You are not logged in.

#1 2008-06-16 14:08:26

hdoria
Forum Fellow
From: Brazil
Registered: 2007-06-28
Posts: 52
Website

Pacman Options (total download, show size and use delta)

Hi,

pacman has great non-default options. I liked these ones:

UseDelta, TotalDownload, ShowSize


ShowSize
     Display the size of individual packages for --sync and --query modes.

UseDelta
     Download delta files instead of complete packages if possible. Requires the xdelta
     program to be installed.

TotalDownload
     When downloading, display the amount downloaded, download rate, ETA, and completed
     percentage of the entire download list rather than the percent of each individual
     download target. The progress bar is still based solely on the current file download.

TotalDownload and ShowSize are working ok, but i have some questions about the UseDelta option:

How this works? Where can i find the delta files?

Offline

#2 2008-06-16 14:15:35

Allan
Pacman
From: Brisbane, AU
Registered: 2007-06-09
Posts: 11,478
Website

Re: Pacman Options (total download, show size and use delta)
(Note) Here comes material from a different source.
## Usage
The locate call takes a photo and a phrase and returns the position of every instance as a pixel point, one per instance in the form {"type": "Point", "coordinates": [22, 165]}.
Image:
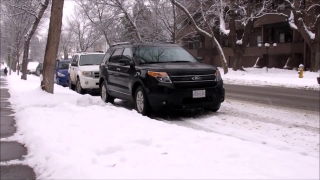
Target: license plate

The idea is to use binary diffs to patch the package if this results in a significantly smaller download.  I saw someone posted numbers recently showing it would work great with most pkgrel bumps and minor pkgver bumps.

However, you can't find delta files for official Arch packages anywhere because this is not used yet.  The Arch infrastructure is not setup for it and I don't think it is high on anyones priority list...

Offline

#3 2008-06-16 16:44:54

shining
Pacman Developer
Registered: 2006-05-10
Posts: 2,043

Re: Pacman Options (total download, show size and use delta)

Allan wrote:

The idea is to use binary diffs to patch the package if this results in a significantly smaller download.  I saw someone posted numbers recently showing it would work great with most pkgrel bumps and minor pkgver bumps.

However, you can't find delta files for official Arch packages anywhere because this is not used yet.  The Arch infrastructure is not setup for it and I don't think it is high on anyones priority list...

To make it worse, this feature is currently broken in pacman 3.2 development version, and it will probably still be broken when 3.2 is released.
But who cares, it is not used anyway wink


pacman roulette : pacman -S $(pacman -Slq | LANG=C sort -R | head -n $((RANDOM % 10)))

Offline

#4 2008-06-16 17:18:55

u_no_hu
Member
Registered: 2008-06-15
Posts: 453

Re: Pacman Options (total download, show size and use delta)

@ shining
But wont it be much beneficial for a rolling release distro like arch to have delta packages instead of regular packages when we are updating the whole system?? Will help those who have low speed connections...


Don't be a HELP VAMPIRE. Please search before you ask.

Subscribe to The Arch Daily News.

Offline

#5 2008-06-16 19:21:45

shining
Pacman Developer
Registered: 2006-05-10
Posts: 2,043

Re: Pacman Options (total download, show size and use delta)

u_no_hu wrote:

@ shining
But wont it be much beneficial for a rolling release distro like arch to have delta packages instead of regular packages when we are updating the whole system?? Will help those who have low speed connections...

I didn't say that it wasn't useful, just that no one is interested in fixing it, and no one is interested to putting it in place.


pacman roulette : pacman -S $(pacman -Slq | LANG=C sort -R | head -n $((RANDOM % 10)))

Offline

#6 2008-08-17 19:17:21

g2g591
Member
Registered: 2007-12-24
Posts: 54

Re: Pacman Options (total download, show size and use delta)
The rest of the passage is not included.